Thrombin digestion reveals that the phosphorylatable serine of his6-C8 lies in the leader peptide not within C8 itself. (A and B) Thrombin digestion of AMPK-phosphorylated his6-C8. A: Coomassie Blue-stained gel; B: autoradiograph. Lane 1: undigested AMPK-phosphorylated his6-C8 (control); lane 2: AMPK-phosphorylated his6-C8 after thrombin digestion. (C and D) AMPK phosphorylation subsequent to thrombin digestion of his6-C8 fusion protein. A: Coomassie Blue-stained gel; B: autoradiograph. Lane 1: undigested AMPK-phosphorylated his6-C8 (control); lane 2: AMPK-phosphorylated his6-C8 after thrombin digestion.

Conclusions

This study aimed to test whether the IgI-like C8 domain of cMyBP-C is an in vitro substrate of AMPK. We used the commonly employed approach of producing the protein of interest fused to a hexahistidine tag to facilitate purification. The fusion protein was readily purified using Ni2+–NTA affinity chromatography and was shown to be efficiently phosphorylated by AMPK in vitro. However, further study showed that the phosphorylatable serine was present within the thrombin recognition sequence encoded by the vector and not within C8 itself. The primary recognition sequence for AMPK is known to be very broad and has been proposed to be ϕ(X,basic)XXSer/ThrXXXϕ where ϕ is a hydrophobic residue (met, val, leu, ile or phe) [11-13]. Clearly there are many protein sequences matching these criteria that are not AMPK phosphorylation sites, suggesting that the nature of the local secondary structure may play an important role in recognition and that successful prediction of strong AMPK sites is difficult. This is illustrated by the divergence from the notional consensus sequence on known phosphorylation sites, for example ser1200 of rat acetyl-coA carboxylase [11]. The sequence surrounding the site identified here also does not fit with the proposed sequence.

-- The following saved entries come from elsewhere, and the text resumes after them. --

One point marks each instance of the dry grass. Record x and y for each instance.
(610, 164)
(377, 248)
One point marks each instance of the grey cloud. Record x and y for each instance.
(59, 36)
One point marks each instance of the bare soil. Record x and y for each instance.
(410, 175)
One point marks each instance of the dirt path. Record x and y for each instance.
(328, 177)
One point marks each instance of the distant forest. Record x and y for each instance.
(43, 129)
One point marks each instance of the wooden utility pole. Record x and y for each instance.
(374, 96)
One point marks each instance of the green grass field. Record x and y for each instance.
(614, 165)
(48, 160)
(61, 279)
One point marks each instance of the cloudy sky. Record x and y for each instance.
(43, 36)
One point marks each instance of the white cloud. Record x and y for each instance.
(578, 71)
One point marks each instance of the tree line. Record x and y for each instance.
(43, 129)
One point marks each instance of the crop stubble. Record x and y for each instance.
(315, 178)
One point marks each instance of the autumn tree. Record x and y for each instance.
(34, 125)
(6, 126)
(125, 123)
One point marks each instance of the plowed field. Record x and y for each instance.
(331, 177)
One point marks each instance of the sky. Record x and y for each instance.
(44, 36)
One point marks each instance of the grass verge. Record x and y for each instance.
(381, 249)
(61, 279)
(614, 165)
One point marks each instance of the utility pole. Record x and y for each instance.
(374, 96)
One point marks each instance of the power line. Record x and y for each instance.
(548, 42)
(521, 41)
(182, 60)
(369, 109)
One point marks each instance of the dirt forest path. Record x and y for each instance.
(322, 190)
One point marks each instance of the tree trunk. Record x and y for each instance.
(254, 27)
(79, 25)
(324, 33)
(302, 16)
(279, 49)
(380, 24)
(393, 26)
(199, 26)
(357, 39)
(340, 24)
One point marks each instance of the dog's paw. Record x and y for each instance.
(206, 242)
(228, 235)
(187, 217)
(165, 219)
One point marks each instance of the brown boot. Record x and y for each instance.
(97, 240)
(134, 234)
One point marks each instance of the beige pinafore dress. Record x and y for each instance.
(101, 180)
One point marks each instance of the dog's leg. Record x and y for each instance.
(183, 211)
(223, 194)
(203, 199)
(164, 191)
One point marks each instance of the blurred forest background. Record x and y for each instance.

The presence of the strong AMPK site within the vector-encoded residues proved a confounding factor in this study and we urge caution in the use of fusion proteins containing the thrombin recognition site in the work aimed at identifying AMPK substrates. As this sequence occurs in many commercial pET vector series (for example, pETs 14, 15, 41, 42, 43, 47, 48, 49, 50 and 52 as well as 28) we hope our observation will prove useful in other laboratories’ experimental design.